Working Hand-in-Hand
8. As we continue investing in R&D, we must ensure research turns into real-world application. This requires us to work hand-in-hand across the public and private sectors. Glad to share Sharpa will be signing several MOUs today with partners such as JTC, A*STAR, and Grab.
9. These partnerships cover R&D as well as robot testing and assurance. One project with A*STAR will co-develop robotic capabilities for container handling at the port. This gives us a glimpse of what “Productivity for Tomorrow” might look like, where our ports are integrated with robotic systems that can perform complex tasks with a steady hand. These are good examples of Embodied AI. Robots that can increasingly sense, think, and respond to dynamic environments.
10. Earlier this year, we announced that Singapore will invest in Embodied AI R&D to address complex problems in sectors like advanced manufacturing, aviation, and the maritime industry.
Placing the Future in the Right Hands
11. To sustain this, we must also place the future of this industry in the hands of the right talent. Through existing schemes like Singapore Economic Development Board’s (EDB) Industrial Postgraduate Programme, we will continue to support more companies and talents to build a steady pool of people ready for this technological wave.
12. Over the next three years, Sharpa is expected to grow to around 150 employees in Singapore.

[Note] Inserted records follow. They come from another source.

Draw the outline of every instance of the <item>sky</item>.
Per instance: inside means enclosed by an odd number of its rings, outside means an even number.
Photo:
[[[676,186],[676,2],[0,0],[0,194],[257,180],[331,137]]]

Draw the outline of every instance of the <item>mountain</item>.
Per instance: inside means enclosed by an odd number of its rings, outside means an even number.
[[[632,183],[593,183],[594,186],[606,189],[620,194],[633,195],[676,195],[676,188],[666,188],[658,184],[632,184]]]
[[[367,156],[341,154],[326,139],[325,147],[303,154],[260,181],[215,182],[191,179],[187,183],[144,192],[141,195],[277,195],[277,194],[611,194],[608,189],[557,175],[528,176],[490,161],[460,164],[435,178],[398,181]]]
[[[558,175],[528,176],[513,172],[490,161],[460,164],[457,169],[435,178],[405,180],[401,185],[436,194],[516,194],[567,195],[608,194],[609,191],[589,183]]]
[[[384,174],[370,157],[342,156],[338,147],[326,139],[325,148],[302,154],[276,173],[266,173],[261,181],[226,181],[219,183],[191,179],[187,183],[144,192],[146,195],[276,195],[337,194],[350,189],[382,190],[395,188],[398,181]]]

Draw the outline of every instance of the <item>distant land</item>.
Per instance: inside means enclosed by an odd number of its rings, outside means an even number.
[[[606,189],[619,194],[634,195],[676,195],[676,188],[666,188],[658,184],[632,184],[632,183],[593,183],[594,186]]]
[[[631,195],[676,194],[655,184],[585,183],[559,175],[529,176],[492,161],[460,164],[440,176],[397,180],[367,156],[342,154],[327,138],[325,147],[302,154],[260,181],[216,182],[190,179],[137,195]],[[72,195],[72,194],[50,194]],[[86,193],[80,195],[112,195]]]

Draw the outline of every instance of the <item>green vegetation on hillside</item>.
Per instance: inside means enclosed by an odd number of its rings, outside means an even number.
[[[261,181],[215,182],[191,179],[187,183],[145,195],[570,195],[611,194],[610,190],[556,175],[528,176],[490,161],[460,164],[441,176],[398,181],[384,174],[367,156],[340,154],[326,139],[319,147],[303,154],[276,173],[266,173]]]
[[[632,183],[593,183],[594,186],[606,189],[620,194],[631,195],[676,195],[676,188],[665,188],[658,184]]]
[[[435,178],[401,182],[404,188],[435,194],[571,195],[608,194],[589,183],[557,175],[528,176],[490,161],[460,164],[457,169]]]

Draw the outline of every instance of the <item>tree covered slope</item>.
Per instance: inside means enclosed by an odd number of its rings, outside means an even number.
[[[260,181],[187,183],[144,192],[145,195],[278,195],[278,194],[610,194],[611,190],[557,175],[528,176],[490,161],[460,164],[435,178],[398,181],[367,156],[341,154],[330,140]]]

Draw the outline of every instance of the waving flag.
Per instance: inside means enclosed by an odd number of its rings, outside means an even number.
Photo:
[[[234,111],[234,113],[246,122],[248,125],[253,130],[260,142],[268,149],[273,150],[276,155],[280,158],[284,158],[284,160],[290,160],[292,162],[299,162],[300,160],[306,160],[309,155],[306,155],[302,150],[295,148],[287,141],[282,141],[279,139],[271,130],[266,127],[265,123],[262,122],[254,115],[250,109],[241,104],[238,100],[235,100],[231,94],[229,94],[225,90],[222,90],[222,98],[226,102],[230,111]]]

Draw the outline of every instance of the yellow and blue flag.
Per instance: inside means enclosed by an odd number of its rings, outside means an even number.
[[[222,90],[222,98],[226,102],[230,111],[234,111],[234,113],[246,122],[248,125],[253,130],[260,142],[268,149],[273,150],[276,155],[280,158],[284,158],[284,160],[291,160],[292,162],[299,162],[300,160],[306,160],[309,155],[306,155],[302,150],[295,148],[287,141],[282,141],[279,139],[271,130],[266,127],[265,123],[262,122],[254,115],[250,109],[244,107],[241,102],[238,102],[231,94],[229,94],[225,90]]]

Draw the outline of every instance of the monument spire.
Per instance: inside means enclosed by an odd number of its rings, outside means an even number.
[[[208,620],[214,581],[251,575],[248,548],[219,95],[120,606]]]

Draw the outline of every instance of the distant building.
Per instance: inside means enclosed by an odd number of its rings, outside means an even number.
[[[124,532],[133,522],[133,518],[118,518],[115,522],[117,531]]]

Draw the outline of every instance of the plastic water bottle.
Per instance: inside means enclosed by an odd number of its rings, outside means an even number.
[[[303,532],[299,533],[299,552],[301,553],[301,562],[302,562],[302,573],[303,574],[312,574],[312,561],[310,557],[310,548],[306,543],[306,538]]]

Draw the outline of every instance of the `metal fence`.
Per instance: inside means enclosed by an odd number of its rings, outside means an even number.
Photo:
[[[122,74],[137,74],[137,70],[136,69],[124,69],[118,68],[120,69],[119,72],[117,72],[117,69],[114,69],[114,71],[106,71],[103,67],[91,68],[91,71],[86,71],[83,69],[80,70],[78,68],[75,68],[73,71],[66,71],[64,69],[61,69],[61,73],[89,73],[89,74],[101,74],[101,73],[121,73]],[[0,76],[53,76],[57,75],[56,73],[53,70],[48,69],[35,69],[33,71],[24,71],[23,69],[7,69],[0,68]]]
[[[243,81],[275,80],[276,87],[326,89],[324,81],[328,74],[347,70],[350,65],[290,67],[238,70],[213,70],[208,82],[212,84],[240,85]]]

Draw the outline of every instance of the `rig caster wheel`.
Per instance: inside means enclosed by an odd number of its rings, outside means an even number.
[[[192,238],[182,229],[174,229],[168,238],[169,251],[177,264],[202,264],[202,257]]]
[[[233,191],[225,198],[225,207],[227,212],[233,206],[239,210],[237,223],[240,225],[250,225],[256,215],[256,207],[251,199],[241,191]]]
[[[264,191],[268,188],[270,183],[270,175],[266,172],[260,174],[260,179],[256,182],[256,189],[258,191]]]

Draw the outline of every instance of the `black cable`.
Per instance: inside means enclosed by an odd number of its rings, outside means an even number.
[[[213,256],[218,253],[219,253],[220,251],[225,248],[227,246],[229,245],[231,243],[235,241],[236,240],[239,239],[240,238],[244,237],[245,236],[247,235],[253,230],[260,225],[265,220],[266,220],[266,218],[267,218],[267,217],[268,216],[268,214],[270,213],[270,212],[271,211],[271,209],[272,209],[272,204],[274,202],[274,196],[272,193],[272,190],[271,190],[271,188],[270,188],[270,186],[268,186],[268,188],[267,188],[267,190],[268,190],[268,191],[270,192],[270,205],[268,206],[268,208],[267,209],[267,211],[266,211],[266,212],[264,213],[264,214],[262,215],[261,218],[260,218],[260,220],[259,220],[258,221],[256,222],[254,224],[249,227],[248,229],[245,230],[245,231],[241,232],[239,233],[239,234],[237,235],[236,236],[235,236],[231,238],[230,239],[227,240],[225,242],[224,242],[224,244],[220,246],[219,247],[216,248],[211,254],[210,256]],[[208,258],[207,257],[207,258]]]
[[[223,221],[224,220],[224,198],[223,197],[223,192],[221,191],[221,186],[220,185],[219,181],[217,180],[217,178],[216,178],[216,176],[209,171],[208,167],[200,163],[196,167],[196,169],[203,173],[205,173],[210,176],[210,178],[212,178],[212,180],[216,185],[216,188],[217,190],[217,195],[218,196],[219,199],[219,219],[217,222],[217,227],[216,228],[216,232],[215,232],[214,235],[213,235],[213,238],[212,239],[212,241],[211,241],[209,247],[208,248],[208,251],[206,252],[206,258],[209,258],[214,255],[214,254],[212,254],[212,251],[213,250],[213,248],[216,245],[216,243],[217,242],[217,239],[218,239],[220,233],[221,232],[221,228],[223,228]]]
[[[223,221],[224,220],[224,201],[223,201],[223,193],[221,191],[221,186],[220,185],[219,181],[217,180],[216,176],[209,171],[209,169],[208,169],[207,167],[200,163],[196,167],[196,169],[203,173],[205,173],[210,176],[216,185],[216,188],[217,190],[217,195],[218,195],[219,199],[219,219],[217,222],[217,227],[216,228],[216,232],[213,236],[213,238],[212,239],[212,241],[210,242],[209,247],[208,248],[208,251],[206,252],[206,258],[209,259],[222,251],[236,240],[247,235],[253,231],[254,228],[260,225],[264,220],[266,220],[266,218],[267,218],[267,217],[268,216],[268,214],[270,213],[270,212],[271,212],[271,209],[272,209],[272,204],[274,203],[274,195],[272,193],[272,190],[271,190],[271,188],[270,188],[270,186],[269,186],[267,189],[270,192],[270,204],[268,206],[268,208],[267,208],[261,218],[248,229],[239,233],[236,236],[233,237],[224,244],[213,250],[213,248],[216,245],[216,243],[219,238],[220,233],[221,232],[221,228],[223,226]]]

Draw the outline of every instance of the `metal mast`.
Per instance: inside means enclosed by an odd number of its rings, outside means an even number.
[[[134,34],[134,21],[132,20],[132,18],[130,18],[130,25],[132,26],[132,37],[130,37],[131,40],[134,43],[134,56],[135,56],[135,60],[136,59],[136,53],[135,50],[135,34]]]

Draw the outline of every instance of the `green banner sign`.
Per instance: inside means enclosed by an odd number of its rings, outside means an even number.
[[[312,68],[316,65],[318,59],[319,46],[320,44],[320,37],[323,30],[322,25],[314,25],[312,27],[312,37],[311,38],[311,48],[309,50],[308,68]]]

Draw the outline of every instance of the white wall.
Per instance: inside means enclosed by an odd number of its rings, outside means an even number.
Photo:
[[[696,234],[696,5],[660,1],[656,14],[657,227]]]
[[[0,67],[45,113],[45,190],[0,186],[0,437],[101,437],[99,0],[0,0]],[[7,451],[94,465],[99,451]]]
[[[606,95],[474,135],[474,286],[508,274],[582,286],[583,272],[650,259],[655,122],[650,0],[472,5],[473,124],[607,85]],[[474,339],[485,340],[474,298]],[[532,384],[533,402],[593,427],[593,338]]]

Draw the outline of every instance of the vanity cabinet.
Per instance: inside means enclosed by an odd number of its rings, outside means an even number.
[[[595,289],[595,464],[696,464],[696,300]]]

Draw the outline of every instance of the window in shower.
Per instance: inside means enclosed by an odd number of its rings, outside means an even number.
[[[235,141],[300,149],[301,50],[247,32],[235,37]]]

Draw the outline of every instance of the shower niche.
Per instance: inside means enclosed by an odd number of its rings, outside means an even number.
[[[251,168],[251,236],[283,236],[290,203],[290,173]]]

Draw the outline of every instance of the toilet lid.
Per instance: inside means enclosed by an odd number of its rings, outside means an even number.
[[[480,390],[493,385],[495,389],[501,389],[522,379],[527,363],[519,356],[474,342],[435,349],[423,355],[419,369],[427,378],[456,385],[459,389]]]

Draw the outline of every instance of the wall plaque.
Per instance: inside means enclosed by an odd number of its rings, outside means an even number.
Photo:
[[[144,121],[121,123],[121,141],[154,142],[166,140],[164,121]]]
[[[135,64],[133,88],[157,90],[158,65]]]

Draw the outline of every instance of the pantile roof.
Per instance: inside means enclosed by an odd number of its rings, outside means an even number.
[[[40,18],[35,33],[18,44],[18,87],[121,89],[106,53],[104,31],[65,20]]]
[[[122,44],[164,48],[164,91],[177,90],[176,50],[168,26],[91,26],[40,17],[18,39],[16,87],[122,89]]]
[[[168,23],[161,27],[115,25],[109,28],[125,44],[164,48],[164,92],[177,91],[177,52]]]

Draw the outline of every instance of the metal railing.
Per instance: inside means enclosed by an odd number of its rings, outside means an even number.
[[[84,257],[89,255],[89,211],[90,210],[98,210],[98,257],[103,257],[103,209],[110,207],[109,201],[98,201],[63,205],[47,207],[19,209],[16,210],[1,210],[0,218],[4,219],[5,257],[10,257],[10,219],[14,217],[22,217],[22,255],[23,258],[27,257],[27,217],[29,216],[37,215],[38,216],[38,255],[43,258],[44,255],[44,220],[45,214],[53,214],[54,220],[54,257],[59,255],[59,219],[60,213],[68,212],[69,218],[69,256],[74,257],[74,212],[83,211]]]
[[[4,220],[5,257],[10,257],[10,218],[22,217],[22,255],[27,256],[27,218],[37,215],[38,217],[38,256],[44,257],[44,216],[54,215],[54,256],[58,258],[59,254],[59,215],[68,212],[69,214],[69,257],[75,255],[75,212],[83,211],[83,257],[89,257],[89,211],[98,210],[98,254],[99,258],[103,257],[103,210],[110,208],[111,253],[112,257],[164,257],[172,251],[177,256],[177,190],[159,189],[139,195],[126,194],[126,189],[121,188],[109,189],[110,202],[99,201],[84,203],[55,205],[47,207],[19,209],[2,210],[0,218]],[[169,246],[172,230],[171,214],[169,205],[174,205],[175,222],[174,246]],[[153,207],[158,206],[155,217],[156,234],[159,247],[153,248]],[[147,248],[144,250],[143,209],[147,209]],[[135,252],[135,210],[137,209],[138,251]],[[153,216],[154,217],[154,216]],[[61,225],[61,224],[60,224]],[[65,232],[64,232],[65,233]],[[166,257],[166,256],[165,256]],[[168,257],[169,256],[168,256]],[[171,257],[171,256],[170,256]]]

About 75% of these will be high-value R&D roles.
13. I studied the Sharpa website last night and saw that they are already hiring. There are currently eight open roles for experienced AI engineers and one for a fresh graduate. These are exactly the high-quality jobs we want to create here as we build meaningful opportunities for our people.
Conclusion
14. Leonardo da Vinci once described the human hand as a masterpiece of engineering and a work of art. Today, we are here to celebrate a company that is bringing that masterpiece into the digital age. Together, we are laying the foundations for the next frontier of robotics. Congratulations again to Team Sharpa!
15. I wish everyone a fruitful day ahead. Thank you.